Alirocumab (Praluent)

Alirocumab (Praluent) is another commonly used PCSK9 inhibitor that was approved by the FDA in July 2015.

Just like evolocumab in Repatha, the substance alirocumab used in Praluent is a monoclonal antibody protein that attaches to the PCSK9 gene. This blocks the gene from reducing LDL receptors that help lower LDL cholesterol in the body.

A 2015 clinical trial also showed success in lowering LDL cholesterol — only 1.7 percent of people studied experienced some type of heart-related event during the trial’s 78-week period.

Side effects reported in clinical trials differed slightly between people using evolocumab and people using alirocumab. Long-term side effects and risks of these medications have not yet been fully explored in the research.

Side effects can include the following:

Evolocumab (Repatha)

Side effects were reported in 69 percent of people taking evolocumab in clinical trials, including:

  • swelling or rash at the injection site
  • limb pain
  • fatigue

Less than 1 percent of people in the evolocumab trial reported:

  • mental confusion
  • difficulty focusing
  • other neurocognitive issues

Alirocumab (Praluent)

In alirocumab trials, 81 percent of people taking the drug reported side effects, such as injection-site reactions and muscle pain.

Just over 1 percent of people taking Alirocumab reported neurocognitive adverse events, such as memory impairment and confusion.

Both PCSK9 inhibitors and statins are often used to help lower LDL cholesterol, especially when statins or lifestyle changes haven’t helped lower LDL cholesterol.

A 2017 review in the World Journal of Cardiology suggested that using PCSK9 inhibitors could help lower LDL cholesterol levels in the blood by 50 percent or more above that achieved by statins alone.

PCSK9 are delivered as injections that directly affect the activity of the PCSK9 gene. Statins taken as oral tablets or capsule can:

  • block HMG-CoA reductase, an enzyme that your liver uses to make cholesterol
  • help your body reabsorb built-up cholesterol deposits from your arteries

Affordable brand name and generic statins are available as prescriptions. PCSK9 inhibitors require injections every 2 to 4 weeks in a medical facility and may be more costly since there aren’t generic versions of these medications.

Most people can take statins, but side effects like digestive problems and muscle pain may make it difficult for some people to tolerate. PCSK9 inhibitors may provide another option for people with LDL cholesterol who are at high risk of heart disease but can’t tolerate statins.

Talk to a doctor about how statins work in the long term and how they may affect you. Research is still not conclusive as to how PCSK9 inhibitors will affect cardiovascular events over time.

PCSK9 inhibitors aren’t usually a first-line treatment for lowering LDL cholesterol. They’re often taken alongside other treatments like statins, or are used when other medications haven’t worked.
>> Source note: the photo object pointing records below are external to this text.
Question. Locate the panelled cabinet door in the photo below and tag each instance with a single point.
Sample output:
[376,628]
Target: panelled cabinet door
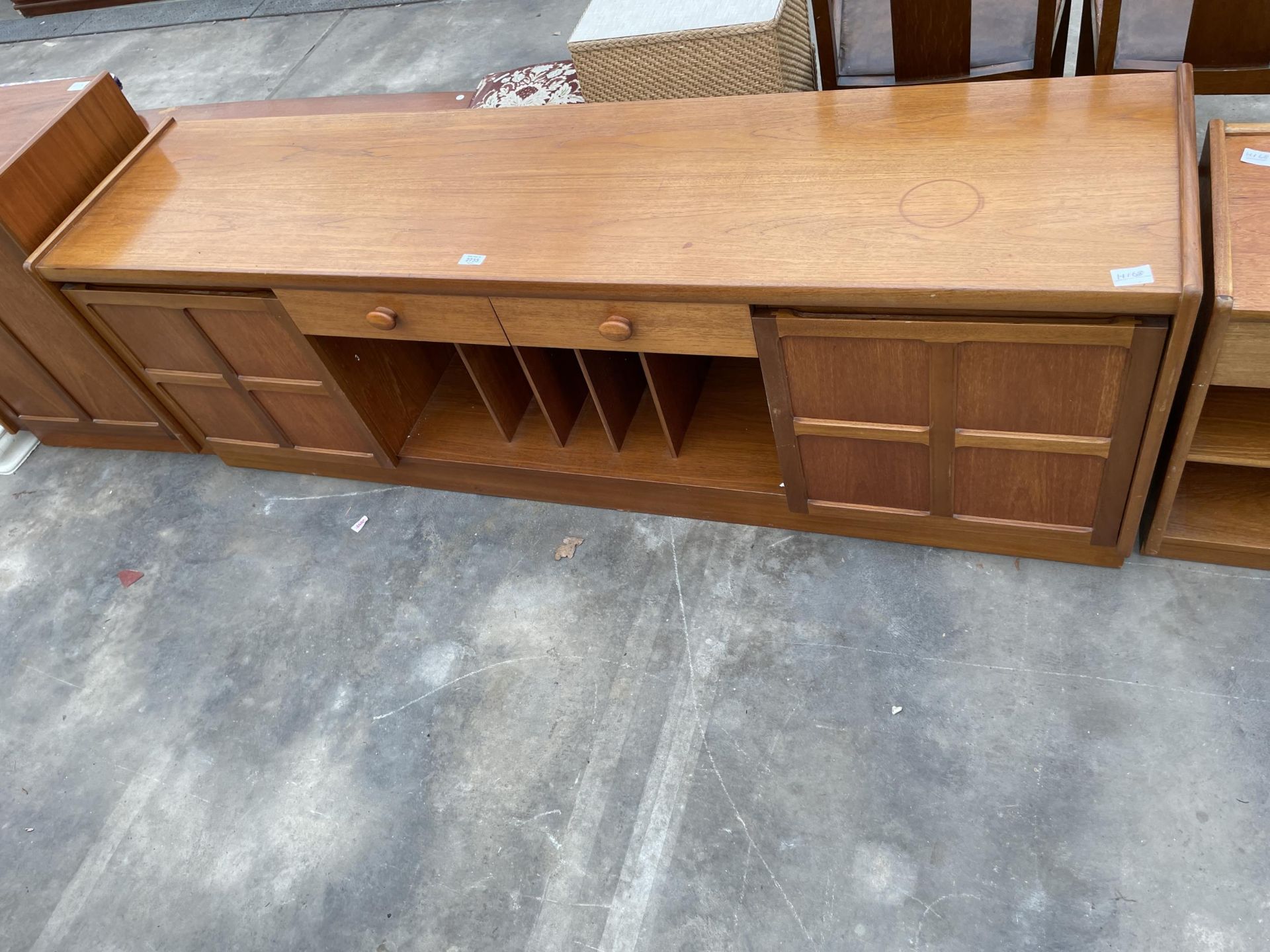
[234,370]
[1020,423]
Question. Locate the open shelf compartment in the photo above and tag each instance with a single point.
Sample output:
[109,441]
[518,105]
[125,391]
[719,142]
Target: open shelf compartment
[1234,428]
[1221,509]
[727,441]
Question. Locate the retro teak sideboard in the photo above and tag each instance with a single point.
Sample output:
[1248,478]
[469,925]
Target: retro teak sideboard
[887,313]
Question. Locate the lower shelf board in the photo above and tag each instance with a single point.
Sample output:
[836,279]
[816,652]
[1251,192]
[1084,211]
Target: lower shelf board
[1234,428]
[1221,514]
[730,442]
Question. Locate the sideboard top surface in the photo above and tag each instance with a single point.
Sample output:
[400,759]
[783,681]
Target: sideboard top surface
[1248,215]
[27,108]
[1005,196]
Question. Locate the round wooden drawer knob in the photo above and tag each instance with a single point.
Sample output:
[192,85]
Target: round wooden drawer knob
[382,317]
[616,328]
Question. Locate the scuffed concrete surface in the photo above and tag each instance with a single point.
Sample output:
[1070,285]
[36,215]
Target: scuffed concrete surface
[432,735]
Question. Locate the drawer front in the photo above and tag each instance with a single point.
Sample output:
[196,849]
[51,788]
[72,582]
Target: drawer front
[1245,358]
[654,327]
[359,314]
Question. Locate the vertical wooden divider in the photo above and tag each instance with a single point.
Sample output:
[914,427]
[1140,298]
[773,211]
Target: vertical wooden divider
[616,382]
[558,385]
[388,381]
[675,381]
[501,383]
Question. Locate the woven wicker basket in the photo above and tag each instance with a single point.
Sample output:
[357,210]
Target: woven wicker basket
[736,60]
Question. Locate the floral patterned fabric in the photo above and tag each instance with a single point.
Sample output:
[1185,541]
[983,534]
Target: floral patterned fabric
[541,84]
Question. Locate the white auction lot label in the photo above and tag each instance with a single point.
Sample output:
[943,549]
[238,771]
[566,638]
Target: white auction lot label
[1128,277]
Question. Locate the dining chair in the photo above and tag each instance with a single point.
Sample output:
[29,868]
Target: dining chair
[894,42]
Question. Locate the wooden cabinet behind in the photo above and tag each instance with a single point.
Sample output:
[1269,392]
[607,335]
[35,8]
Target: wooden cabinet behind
[1028,424]
[234,371]
[58,379]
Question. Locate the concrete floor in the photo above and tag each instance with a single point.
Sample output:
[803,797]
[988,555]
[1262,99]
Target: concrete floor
[431,735]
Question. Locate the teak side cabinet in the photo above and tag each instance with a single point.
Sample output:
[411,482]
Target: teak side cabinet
[887,314]
[1214,496]
[58,379]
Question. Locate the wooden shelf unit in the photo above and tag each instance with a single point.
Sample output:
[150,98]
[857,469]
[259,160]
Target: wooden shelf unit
[1234,428]
[1214,495]
[1220,516]
[728,442]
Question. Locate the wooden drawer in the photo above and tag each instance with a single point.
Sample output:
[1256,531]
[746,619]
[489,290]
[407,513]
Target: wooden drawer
[656,327]
[1245,358]
[343,314]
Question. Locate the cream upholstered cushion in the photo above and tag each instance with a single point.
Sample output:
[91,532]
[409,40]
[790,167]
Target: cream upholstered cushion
[613,19]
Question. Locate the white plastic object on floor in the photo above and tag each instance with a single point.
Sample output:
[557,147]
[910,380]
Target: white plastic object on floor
[15,450]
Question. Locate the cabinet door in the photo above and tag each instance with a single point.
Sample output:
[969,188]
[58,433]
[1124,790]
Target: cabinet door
[1020,423]
[234,370]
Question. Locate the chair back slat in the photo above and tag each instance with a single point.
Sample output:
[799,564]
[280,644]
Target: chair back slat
[1228,34]
[931,38]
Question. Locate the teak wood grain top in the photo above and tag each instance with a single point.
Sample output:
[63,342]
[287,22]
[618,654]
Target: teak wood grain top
[1009,196]
[28,108]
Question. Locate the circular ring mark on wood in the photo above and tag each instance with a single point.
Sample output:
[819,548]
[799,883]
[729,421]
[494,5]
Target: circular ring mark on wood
[940,204]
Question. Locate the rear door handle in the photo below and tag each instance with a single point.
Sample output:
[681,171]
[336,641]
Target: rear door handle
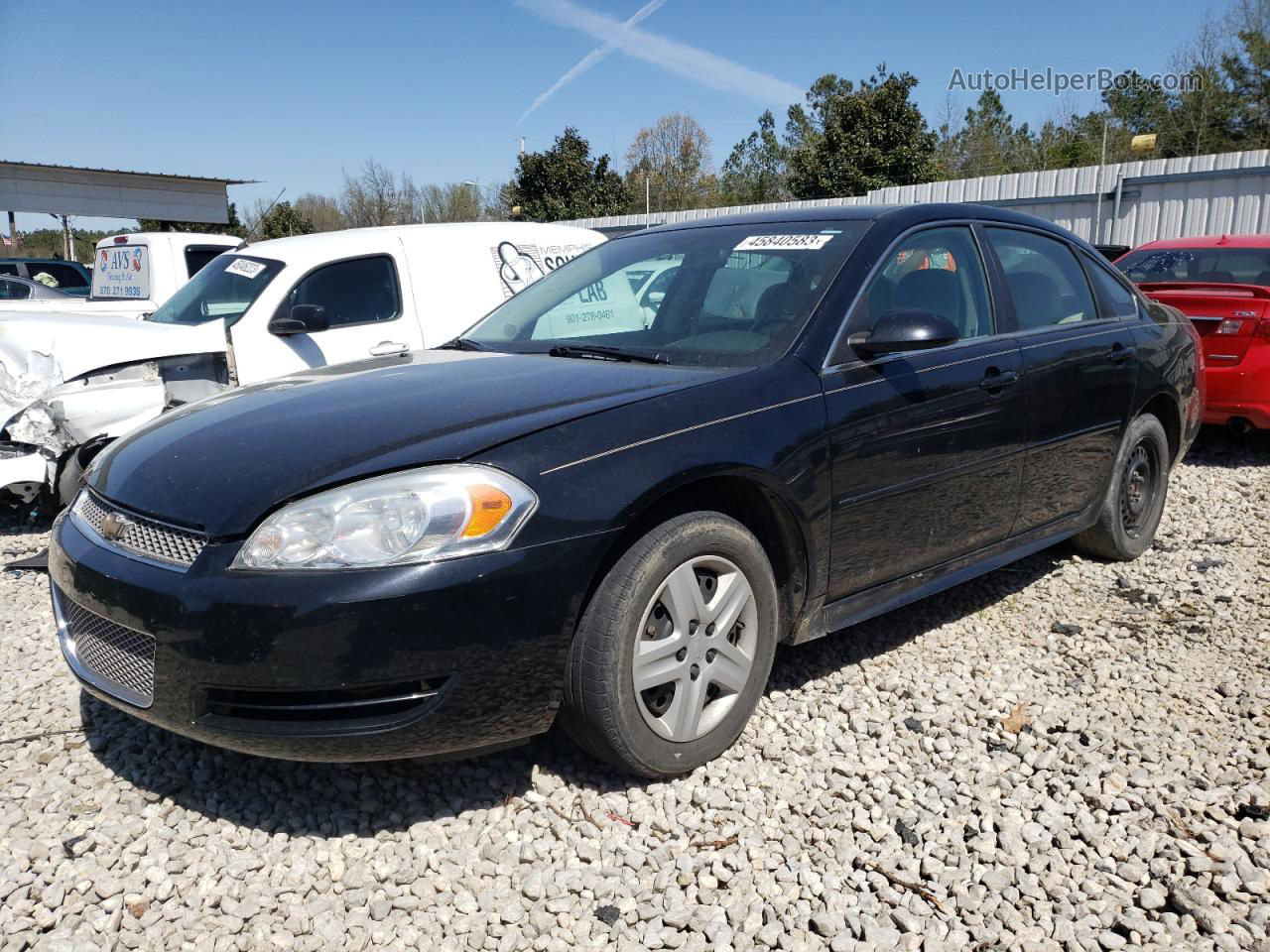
[998,381]
[1120,353]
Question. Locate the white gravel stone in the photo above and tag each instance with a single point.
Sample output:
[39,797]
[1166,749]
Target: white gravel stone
[1127,810]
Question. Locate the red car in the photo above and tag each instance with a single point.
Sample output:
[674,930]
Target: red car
[1223,286]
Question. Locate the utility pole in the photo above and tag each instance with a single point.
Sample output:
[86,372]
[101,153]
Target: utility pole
[1097,214]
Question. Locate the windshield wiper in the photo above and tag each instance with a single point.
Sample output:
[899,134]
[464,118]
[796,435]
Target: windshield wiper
[462,344]
[597,352]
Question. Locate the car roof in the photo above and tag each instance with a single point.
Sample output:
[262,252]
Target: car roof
[1209,241]
[348,243]
[903,214]
[40,261]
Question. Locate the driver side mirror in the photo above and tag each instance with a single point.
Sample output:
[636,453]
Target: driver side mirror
[906,329]
[303,318]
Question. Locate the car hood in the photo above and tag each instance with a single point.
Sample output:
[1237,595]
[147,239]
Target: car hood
[223,462]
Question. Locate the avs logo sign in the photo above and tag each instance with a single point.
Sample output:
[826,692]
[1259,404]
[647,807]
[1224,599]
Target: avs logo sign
[122,271]
[521,264]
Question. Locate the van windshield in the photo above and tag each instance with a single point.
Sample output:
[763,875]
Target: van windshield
[221,291]
[726,295]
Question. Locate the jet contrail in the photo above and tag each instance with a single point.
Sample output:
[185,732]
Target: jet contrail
[680,59]
[590,59]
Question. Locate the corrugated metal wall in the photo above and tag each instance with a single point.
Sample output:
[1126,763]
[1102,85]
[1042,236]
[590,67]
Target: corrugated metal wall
[1203,194]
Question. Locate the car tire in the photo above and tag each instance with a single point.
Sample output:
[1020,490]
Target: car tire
[699,563]
[1135,495]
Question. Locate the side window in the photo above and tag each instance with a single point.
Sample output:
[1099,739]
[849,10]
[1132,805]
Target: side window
[64,275]
[937,271]
[1046,281]
[359,291]
[1116,298]
[13,291]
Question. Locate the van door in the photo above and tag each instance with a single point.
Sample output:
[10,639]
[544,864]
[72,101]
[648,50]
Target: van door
[363,302]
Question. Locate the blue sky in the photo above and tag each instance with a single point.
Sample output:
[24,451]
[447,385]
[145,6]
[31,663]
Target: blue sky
[291,93]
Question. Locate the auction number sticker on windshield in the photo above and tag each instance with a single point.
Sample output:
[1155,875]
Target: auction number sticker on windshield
[244,267]
[789,243]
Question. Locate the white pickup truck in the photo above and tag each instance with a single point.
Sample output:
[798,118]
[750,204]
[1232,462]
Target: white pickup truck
[134,275]
[72,381]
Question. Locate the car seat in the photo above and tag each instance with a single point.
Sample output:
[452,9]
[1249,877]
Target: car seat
[1037,299]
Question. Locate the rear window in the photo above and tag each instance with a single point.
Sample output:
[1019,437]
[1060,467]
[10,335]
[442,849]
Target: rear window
[13,291]
[122,272]
[1219,266]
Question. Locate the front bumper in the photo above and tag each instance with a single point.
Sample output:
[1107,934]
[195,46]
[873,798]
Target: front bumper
[350,665]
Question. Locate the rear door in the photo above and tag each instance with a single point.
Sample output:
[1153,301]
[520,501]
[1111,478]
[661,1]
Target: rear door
[362,298]
[1080,370]
[926,445]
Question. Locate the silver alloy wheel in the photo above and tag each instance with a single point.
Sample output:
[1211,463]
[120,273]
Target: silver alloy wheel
[697,648]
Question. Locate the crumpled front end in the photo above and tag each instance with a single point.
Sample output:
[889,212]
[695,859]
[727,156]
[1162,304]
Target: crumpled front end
[51,417]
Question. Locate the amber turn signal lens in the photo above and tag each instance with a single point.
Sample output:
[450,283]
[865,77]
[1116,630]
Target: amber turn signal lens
[490,506]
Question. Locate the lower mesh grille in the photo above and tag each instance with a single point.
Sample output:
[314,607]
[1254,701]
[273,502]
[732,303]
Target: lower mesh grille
[118,660]
[318,708]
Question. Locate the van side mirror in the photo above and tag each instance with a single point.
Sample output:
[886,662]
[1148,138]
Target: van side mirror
[906,329]
[303,318]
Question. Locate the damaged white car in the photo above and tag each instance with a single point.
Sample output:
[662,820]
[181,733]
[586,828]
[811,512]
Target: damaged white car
[134,275]
[72,382]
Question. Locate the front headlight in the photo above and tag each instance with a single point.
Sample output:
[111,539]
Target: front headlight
[421,516]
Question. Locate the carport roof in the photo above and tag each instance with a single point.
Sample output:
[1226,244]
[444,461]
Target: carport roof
[116,193]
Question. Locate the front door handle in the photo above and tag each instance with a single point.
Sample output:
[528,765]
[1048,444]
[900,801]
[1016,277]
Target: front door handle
[996,380]
[1120,353]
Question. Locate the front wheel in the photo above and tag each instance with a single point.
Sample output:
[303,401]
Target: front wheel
[674,652]
[1135,499]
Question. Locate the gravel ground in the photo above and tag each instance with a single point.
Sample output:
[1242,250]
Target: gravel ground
[1061,756]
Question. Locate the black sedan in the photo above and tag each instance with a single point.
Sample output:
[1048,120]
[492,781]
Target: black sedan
[607,508]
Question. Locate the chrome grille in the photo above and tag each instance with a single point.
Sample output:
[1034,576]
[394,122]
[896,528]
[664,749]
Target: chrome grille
[137,535]
[118,660]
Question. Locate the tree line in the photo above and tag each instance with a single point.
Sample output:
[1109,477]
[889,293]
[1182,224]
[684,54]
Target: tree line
[846,139]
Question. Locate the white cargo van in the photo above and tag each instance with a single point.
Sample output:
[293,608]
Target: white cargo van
[70,382]
[134,275]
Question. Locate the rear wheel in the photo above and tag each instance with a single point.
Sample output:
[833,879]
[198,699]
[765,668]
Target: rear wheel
[675,649]
[1135,499]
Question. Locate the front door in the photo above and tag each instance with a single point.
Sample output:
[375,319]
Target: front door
[1080,373]
[362,299]
[926,445]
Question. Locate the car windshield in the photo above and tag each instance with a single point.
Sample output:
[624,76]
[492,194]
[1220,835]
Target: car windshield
[221,291]
[1211,266]
[728,295]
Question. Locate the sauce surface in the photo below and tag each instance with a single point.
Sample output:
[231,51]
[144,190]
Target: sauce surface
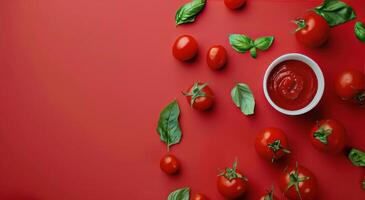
[292,85]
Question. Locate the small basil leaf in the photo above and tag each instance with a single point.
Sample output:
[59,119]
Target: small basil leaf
[240,43]
[180,194]
[168,124]
[360,31]
[263,43]
[188,12]
[335,12]
[357,157]
[253,52]
[243,98]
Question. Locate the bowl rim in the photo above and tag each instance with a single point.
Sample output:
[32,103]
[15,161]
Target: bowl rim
[316,69]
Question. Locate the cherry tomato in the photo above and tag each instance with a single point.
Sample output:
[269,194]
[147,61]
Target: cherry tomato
[231,183]
[298,183]
[313,30]
[216,57]
[199,196]
[169,164]
[269,195]
[185,48]
[234,4]
[329,136]
[271,144]
[200,96]
[350,85]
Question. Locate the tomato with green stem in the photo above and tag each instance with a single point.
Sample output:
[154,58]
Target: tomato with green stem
[234,4]
[231,183]
[350,86]
[298,183]
[216,57]
[271,144]
[200,96]
[170,164]
[185,48]
[199,196]
[313,30]
[328,135]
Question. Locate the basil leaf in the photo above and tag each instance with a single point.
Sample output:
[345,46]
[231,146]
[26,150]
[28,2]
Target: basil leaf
[188,12]
[180,194]
[360,31]
[240,43]
[357,157]
[263,43]
[168,124]
[335,12]
[243,98]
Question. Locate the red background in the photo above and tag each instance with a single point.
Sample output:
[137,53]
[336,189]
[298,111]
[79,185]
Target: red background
[83,81]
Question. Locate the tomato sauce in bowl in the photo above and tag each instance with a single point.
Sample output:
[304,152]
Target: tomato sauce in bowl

A doctor may prescribe a PCSK9 inhibitor if you’ve already been prescribed two different treatments to lower LDL cholesterol and your LDL cholesterol is still high. In many cases, this will likely include a statin or medications like bile acid resins.

You may also be prescribed a PCSK9 inhibitor if you have a condition called familial hypercholesterolemia. This is a genetic condition that can result in high cholesterol levels that require medication.

The U.S. Centers for Disease Control and Prevention (CDC) estimate that 93 million adults in the United States have high LDL cholesterol. Statins are currently used as a first-line treatment for people who have trouble controlling their cholesterol through lifestyle changes like diet and exercise.

PCSK9 inhibitors are an injectable treatment for high LDL cholesterol that may provide a safe alternative for people who can’t take statins or who have genetic conditions that increase the risk of high cholesterol. More research is needed to suggest how effective they are at lowering LDL cholesterol alone by directly disrupting the genetic processes that can reduce LDL receptors in the body.

Talk to a doctor about whether you’re a candidate for these medications and what to expect in the long-term.